Hamlet Hamlet Quotes

Hamlet

Quote 7

HAMLET
The spirit that I have seen
May be the devil: and the devil hath power
To assume a pleasing shape; yea, and perhaps,
Out of my weakness and my melancholy,
As he is very potent with such spirits,
Abuses me to damn me. I'll have grounds
More relative than this. The play's the thing
Wherein I'll catch the conscience of the King.
(2.2.627-634)

Here, Hamlet is worried that the ghost might be lying about Old Hamlet's death in order to lead young Hamlet astray. Hamlet wants to be sure that Claudius is guilty so he devises a plan to test the ghost's story. Sounds pretty logical—i.e. not crazy—to us. We'd want confirmation of our spirit visitations, too.

Hamlet

Quote 8

HAMLET
Now might I do it pat, now he is praying,
And now I'll do 't.       [He draws his sword.] 
                           And so he goes to heaven,
And so am I revenged. That would be scanned:
A villain kills my father, and for that,
I, his sole son, do this same villain send
To heaven.
(3.3.77-83)

Once again, Hamlet finds a reason to not kill Claudius. His rationale? He says he doesn't want to murder him while the man is praying because he's afraid he'll send Claudius' soul straight to "heaven." Revenge, for Hamlet, isn't simply about killing Claudius —it's about making sure he suffers in Hell, just like he thinks his father is doing.

Hamlet

Quote 9

HAMLET
[…] I do not know
Why yet I live to say 'This thing's to do,'
Sith I have cause, and will and strength, and means
To do 't. Examples gross as earth exhort me:
Witness this army of such mass and charge,
Led by a delicate and tender prince,
Whose spirit with divine ambition puffed
Makes mouths at the invisible event,
Exposing what is mortal and unsure
To all that fortune, death and danger dare,
Even for an eggshell.
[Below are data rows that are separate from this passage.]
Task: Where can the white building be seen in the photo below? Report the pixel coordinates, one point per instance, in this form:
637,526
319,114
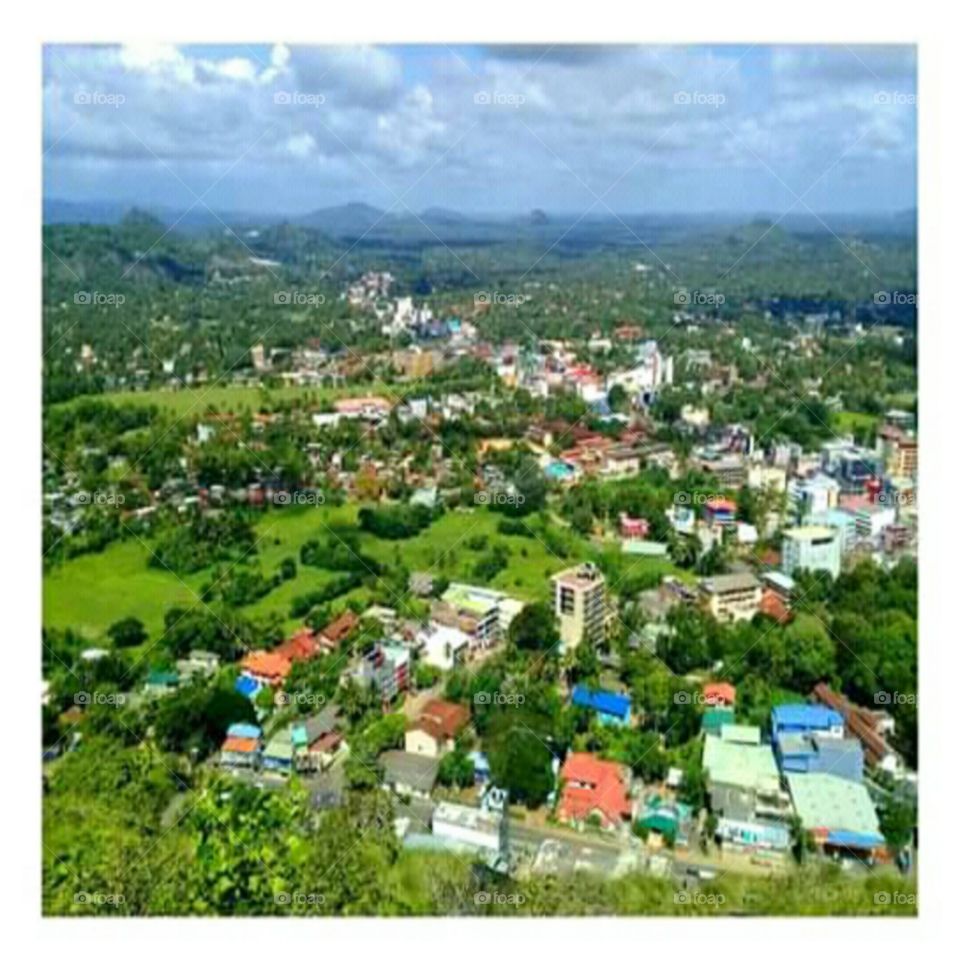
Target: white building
811,548
814,494
442,646
468,827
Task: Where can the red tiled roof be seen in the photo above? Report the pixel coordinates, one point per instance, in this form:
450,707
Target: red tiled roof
773,606
301,646
858,720
442,720
593,786
327,742
720,694
338,630
272,666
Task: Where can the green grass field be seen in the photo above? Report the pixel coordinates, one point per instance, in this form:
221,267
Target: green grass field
196,400
91,592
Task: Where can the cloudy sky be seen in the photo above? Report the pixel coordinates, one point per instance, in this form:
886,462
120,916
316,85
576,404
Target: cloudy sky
288,129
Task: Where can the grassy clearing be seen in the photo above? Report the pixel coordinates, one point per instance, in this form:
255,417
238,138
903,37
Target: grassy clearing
89,593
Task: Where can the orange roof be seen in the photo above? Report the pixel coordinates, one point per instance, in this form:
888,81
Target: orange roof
720,694
301,646
594,786
773,606
339,629
442,720
272,666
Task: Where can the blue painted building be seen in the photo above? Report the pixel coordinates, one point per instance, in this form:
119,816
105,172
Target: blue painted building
812,753
804,718
612,708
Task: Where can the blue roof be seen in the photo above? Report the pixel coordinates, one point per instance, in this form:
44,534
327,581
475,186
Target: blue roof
246,731
247,686
848,838
480,761
603,700
812,716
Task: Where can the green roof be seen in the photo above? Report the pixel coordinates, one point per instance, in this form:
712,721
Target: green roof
835,803
740,733
477,601
162,678
745,765
279,748
717,717
298,735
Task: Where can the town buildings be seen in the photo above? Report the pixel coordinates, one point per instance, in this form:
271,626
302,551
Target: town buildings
811,548
580,604
732,596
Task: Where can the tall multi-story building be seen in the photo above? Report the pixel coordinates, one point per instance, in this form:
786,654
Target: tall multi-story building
580,603
812,548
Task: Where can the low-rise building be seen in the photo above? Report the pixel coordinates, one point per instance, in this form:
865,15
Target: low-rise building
580,604
732,596
435,731
468,828
611,708
409,774
811,548
594,790
838,813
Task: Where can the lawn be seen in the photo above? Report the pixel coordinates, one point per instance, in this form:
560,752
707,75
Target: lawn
196,400
89,593
845,421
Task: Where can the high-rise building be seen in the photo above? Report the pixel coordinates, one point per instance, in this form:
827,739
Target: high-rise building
812,548
580,603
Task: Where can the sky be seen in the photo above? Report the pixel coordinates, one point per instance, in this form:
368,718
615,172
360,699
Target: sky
595,130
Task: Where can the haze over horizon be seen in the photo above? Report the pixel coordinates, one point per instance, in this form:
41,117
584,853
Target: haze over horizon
588,131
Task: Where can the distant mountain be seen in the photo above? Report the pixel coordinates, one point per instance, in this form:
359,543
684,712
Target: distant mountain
100,212
442,215
350,219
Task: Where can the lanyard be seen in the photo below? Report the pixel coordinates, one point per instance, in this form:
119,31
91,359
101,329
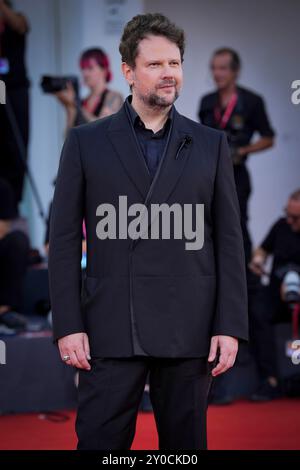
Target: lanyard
223,120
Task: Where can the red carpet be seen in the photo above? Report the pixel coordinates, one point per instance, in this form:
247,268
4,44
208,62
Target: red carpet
242,425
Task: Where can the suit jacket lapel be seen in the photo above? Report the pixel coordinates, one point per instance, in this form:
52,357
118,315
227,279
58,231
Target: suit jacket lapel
124,142
170,169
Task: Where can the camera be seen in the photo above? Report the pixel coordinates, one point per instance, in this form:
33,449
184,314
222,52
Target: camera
290,277
51,84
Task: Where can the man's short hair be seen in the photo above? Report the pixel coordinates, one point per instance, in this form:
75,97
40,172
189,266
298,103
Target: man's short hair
235,62
141,26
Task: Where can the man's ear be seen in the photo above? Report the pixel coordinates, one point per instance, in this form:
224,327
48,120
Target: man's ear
127,72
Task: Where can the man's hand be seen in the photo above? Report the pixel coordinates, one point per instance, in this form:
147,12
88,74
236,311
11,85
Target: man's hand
77,347
228,346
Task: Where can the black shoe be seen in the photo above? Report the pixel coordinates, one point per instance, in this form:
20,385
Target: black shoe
221,400
13,321
266,392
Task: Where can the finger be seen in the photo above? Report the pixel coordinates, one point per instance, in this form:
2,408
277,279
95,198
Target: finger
222,364
86,347
81,357
213,349
74,360
62,355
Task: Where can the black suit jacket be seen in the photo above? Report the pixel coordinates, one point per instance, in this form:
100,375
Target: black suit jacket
178,298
Rightly to be great
Is not to stir without great argument,
But greatly to find quarrel in a straw
When honor's at the stake. How stand I, then,
That have a father killed, a mother stained,
Excitements of my reason and my blood,
And let all sleep, while, to my shame, I see
The imminent death of twenty thousand men
That, for a fantasy and trick of fame
Go to their graves like beds, fight for a plot
Whereon the numbers cannot try the cause,
Which is not tomb enough and continent
To hide the slain? O, from this time forth
My thoughts be bloody, or be nothing worth!
(4.4.46-69)

This is a major turning point for Hamlet. As he watches Fortinbras' army march across Denmark, he contemplates the fact that so many men will lose their lives fighting for an insignificant and tiny piece of territory, which is nothing more than an "eggshell." At the same time, Hamlet feels a sense of shame that he (a man who has a very good reason to fight), does nothing about the fact that his father has been "kill'd" and his mother has been "stain'd." It is in this very moment that Hamlet's thoughts turn bloody as he sets a direct course for revenge.